Tuesday, June 20, 2017

Every once in a while, imagine starting over

Here’s a suggestion for when you’re working on a long, complicated project. Every once in a while, work through the thought experiment of starting your project over. Re-examine every aspect on a fundamental level, relating the complicated abstractions and mental shortcuts to your basic guiding principles. Given everything you learned in the course of the project so far, would you do it the same way again if you started from the very beginning?

This thought experiment could have many different outcomes. When you started the project, you guessed at the right direction, but the benefit of hindsight may suggest a better way. Parts of the project may be kept around only because of the sunk cost fallacy. Maybe you’ve learned more about what the requirements really are.
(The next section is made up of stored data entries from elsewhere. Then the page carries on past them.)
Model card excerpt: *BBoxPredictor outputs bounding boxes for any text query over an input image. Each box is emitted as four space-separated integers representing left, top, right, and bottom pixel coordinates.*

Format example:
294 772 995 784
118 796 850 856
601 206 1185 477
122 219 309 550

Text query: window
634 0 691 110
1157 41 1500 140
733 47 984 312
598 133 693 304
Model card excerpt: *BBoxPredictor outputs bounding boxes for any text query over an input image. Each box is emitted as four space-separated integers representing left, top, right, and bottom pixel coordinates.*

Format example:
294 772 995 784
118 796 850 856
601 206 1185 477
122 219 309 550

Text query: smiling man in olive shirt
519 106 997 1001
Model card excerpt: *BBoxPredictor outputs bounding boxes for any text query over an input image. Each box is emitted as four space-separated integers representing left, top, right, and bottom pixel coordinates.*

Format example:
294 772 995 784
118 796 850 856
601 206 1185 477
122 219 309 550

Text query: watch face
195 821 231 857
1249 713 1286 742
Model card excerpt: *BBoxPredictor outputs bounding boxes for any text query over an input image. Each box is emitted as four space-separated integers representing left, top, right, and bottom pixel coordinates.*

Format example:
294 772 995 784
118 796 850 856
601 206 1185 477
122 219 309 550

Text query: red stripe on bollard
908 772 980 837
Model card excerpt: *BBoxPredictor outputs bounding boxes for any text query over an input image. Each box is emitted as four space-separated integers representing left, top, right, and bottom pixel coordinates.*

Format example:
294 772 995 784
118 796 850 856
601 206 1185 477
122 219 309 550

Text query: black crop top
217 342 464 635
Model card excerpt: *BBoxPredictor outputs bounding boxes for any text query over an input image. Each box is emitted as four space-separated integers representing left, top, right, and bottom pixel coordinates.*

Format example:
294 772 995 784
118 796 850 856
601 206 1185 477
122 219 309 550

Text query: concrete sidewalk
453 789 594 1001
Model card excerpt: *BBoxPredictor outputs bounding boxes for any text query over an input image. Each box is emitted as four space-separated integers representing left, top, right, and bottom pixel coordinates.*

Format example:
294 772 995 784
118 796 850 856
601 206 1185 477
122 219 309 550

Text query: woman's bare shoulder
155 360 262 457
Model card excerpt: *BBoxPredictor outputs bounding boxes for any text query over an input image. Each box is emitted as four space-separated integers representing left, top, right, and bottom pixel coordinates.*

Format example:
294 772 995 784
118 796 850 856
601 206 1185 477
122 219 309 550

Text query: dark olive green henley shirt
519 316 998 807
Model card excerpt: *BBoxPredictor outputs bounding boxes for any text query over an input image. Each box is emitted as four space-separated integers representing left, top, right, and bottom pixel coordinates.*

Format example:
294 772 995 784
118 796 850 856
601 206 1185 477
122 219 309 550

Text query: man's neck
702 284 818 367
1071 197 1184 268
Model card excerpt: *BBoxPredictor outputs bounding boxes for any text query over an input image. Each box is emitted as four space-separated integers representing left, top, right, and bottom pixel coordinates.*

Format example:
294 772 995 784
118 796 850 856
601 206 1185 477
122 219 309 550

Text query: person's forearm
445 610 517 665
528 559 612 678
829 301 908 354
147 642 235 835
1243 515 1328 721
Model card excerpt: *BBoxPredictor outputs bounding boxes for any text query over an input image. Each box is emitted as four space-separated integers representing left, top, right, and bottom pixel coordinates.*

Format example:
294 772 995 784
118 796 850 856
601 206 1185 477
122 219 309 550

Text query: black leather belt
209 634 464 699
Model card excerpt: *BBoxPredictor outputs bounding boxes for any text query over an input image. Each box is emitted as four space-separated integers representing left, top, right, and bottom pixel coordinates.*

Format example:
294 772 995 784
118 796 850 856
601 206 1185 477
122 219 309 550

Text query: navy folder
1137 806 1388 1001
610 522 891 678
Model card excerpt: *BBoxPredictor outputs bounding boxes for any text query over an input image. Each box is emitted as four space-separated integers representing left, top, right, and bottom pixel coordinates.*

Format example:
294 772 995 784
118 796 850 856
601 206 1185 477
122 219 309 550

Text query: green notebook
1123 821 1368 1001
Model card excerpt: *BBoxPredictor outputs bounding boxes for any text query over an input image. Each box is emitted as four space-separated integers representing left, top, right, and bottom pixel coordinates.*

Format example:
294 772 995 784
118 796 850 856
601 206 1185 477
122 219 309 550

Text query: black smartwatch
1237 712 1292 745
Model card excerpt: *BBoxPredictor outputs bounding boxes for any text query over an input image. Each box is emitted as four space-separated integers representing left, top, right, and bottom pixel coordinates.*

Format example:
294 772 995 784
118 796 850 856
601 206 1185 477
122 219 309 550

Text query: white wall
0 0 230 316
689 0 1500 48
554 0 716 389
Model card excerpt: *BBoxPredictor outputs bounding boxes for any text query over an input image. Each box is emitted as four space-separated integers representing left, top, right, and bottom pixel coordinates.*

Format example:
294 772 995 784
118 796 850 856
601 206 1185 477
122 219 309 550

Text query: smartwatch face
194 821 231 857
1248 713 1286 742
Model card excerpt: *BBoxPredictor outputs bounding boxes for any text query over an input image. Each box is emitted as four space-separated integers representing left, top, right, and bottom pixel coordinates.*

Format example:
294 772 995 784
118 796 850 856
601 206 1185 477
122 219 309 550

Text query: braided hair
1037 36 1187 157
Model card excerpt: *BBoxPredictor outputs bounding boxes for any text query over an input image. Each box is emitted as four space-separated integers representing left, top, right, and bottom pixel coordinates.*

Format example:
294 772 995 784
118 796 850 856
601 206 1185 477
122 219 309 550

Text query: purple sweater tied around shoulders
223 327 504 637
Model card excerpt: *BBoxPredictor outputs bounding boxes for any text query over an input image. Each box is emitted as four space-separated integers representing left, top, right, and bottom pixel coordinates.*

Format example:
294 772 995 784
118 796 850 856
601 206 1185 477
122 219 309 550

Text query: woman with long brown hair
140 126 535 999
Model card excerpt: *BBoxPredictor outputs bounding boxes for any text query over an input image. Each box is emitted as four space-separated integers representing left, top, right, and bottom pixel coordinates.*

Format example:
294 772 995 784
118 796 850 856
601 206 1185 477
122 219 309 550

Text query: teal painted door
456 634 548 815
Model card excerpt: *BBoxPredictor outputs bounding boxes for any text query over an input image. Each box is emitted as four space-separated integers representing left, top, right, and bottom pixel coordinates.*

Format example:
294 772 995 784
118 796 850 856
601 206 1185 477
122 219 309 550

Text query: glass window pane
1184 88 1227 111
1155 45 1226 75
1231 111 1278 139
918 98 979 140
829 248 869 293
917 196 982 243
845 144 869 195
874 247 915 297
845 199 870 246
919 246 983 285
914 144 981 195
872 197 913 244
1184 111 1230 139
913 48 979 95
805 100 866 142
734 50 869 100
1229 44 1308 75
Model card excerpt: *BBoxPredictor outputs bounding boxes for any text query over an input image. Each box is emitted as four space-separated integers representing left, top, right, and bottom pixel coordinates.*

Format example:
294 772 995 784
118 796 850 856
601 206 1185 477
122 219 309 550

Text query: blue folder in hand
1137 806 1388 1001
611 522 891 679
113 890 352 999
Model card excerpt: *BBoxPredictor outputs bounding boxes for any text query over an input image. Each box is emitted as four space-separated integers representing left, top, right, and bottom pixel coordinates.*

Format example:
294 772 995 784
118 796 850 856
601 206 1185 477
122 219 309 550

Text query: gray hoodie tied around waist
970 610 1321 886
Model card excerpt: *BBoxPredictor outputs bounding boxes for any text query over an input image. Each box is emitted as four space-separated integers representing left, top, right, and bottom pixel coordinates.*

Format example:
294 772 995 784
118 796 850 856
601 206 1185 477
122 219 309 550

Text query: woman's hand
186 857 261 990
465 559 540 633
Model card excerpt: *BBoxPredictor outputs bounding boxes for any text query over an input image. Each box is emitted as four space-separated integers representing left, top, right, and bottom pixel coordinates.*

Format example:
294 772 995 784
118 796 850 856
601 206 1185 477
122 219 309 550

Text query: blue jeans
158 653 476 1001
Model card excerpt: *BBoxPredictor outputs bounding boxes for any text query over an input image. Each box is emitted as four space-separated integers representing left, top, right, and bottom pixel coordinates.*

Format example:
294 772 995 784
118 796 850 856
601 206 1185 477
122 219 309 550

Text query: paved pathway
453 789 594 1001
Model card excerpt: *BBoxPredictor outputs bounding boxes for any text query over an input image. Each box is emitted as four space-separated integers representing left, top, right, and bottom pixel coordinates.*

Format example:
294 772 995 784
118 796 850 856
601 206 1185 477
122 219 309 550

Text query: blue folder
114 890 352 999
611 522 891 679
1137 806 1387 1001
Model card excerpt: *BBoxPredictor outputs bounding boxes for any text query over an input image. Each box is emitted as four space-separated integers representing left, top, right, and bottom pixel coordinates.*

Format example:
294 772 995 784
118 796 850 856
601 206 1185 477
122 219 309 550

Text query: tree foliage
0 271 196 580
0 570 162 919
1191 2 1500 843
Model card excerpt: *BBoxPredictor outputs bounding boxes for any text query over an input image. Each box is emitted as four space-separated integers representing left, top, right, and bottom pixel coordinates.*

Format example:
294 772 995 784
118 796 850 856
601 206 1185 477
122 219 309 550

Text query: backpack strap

Maybe it’s time to kill this project and start a new one. Maybe the project is too long or too complicated and should be broken down into several smaller projects. Maybe your plans for the rest of the project need to change. Or maybe you can have more complete confidence in your current approach. Most likely you will find at least a few small things to tweak.

Let me give you a hypothetical example. Suppose that you have a software system with two threads: one that produces data objects and one that consumes them. You do extensive performance profiling and find that both threads run too slowly, so you spend some time speeding up both threads. Eventually, you speed up the consumer thread until it only takes 12 CPU instructions per incoming data object. If you were under time pressure to deliver a critical patch, then you’d be happy with your optimizations and you would ship what you had. But if you thought through what you would do if you were to start over, then you would probably decide that using a consumer-producer multithreading architecture is the wrong strategy entirely because a single thread is good enough.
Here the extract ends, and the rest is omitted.